Yelp launched in San Francisco in 2004 and today boasts branches in most major American cities, including Chicago. It was founded as a place where ordinary people could share opinions on local businesses. Yelp says that in January 2009 its sites were used by 18.5 million unique visitors, up from 7 million in January 2008.
Local restaurant marketer Cindy Kurman calls Yelp "a good idea and great marketing tool."
She also says it's widely believed in the Chicago restaurant community that "if you are a Yelp advertiser or sponsor you are going to have the opportunity for more favorable reviews. But I think the whole thing should be clear to the consumer and Yelp shouldn't take a holier-than-thou attitude about it."
In defending Yelp's practices, Stoppelman said most recently on a post on Yelp's official blog, "We have every reason to trust the smart, hard-working and ethical salespeople who work at Yelp."

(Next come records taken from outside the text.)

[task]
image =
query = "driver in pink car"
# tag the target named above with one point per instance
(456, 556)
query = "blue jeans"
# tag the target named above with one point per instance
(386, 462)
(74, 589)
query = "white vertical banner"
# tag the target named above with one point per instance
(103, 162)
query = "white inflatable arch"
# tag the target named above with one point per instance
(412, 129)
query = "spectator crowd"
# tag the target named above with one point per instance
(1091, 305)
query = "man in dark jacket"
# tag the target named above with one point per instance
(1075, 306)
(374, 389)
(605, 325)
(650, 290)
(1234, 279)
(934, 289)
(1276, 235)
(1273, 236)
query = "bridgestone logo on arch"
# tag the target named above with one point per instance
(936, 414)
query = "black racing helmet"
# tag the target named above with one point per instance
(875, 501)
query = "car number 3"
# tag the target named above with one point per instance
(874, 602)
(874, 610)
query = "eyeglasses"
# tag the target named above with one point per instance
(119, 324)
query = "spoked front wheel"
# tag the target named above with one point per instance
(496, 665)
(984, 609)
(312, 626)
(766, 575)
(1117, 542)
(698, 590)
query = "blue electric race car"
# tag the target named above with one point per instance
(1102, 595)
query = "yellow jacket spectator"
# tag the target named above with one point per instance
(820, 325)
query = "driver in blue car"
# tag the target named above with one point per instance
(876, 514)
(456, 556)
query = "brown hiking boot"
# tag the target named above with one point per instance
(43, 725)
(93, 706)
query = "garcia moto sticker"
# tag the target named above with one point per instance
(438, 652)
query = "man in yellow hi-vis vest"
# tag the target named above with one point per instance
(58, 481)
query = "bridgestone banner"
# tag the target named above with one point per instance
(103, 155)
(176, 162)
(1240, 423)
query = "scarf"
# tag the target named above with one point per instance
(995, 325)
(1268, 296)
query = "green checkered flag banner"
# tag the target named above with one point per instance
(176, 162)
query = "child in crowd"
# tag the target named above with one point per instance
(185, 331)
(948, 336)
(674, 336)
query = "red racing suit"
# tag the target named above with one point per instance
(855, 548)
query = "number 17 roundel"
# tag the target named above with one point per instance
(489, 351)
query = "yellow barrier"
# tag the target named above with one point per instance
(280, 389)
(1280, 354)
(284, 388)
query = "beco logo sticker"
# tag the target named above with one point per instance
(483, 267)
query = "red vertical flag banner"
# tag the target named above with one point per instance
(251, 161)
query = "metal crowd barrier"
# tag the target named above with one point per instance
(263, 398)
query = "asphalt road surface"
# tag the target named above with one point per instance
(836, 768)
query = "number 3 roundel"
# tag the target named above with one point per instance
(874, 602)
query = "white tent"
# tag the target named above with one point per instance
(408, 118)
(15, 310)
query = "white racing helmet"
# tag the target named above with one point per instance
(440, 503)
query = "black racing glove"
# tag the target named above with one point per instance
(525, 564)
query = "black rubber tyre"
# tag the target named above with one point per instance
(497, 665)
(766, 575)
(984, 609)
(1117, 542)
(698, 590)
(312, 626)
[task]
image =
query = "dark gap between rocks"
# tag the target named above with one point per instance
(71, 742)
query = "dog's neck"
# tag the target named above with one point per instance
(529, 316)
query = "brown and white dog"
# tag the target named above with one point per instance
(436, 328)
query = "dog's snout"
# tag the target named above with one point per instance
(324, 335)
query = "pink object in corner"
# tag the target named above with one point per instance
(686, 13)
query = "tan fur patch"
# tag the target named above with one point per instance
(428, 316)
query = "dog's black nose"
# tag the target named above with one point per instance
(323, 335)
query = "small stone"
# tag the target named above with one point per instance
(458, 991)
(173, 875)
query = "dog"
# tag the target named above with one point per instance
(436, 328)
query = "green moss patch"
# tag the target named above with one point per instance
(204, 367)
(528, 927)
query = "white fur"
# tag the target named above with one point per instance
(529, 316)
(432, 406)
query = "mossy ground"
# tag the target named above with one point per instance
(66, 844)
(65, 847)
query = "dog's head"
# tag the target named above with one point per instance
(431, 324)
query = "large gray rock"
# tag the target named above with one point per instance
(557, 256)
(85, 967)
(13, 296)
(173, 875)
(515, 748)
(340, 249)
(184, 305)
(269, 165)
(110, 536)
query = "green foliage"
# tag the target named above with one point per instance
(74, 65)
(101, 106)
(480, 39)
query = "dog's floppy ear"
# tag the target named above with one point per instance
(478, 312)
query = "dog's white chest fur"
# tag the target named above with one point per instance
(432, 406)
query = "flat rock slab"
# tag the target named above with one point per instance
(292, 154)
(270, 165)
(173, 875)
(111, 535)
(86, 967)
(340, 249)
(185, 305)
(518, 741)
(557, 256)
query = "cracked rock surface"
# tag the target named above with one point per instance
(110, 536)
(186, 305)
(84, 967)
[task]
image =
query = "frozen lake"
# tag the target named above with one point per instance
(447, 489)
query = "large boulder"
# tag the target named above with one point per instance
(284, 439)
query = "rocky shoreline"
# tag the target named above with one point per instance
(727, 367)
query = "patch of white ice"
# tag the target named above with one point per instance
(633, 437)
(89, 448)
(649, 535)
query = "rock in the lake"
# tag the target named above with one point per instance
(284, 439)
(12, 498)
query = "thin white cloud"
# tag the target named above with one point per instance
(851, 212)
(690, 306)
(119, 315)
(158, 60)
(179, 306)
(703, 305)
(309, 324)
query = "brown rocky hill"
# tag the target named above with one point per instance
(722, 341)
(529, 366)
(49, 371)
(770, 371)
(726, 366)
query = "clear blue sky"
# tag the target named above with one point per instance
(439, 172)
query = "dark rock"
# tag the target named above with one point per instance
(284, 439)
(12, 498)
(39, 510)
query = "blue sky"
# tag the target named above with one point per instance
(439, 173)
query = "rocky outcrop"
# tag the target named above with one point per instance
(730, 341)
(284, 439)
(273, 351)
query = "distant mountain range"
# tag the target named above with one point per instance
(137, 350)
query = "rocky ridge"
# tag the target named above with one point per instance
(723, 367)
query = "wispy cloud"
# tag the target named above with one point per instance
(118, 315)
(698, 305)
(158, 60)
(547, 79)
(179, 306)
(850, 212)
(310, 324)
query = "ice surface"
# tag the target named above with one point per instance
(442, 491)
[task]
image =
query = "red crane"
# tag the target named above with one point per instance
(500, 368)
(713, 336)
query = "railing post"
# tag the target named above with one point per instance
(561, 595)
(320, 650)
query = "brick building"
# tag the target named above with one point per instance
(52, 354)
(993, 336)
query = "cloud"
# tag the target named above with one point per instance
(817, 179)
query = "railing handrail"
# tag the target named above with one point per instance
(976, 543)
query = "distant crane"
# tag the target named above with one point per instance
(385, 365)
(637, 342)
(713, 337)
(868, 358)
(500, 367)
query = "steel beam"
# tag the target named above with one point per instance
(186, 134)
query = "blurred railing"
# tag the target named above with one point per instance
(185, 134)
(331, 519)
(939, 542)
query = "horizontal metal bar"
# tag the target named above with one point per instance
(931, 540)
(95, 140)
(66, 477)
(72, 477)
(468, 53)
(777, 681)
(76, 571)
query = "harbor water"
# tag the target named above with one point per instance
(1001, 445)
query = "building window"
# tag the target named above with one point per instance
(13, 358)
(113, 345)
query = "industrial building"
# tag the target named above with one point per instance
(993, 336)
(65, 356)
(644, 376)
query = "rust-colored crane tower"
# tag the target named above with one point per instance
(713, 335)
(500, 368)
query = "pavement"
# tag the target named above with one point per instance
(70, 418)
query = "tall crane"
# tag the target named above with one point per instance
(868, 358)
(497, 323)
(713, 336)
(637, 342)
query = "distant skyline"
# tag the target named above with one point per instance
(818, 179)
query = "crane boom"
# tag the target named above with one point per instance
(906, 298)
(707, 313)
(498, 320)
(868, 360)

On the blog he said that Yelp safeguards against such practices by ensuring that salespeople don't sit on the same floor as those who can manipulate the site; salespeople sign an agreement that they will not post reviews while they are employed at Yelp; and advertisers are asked to confirm by phone and Internet survey that they understand their ads are not connected to reviews. He even cited an instance when a salesperson was fired for encouraging a friend to post a positive review about a prospective advertiser.
Since the allegations first emerged, other businesses have come forward with claims. One is attorney Jason Luros. Last fall, Luros says, there were two positive reviews for his law firm, Hudson & Luros in Napa, Calif.
"But then one of our reviews mysteriously disappeared," he told the Tribune. "So I contacted Yelp and was given the usual canned response about how no humans control the reviews. But when I said I would consider advertising if they restored the review, it mysteriously reappeared."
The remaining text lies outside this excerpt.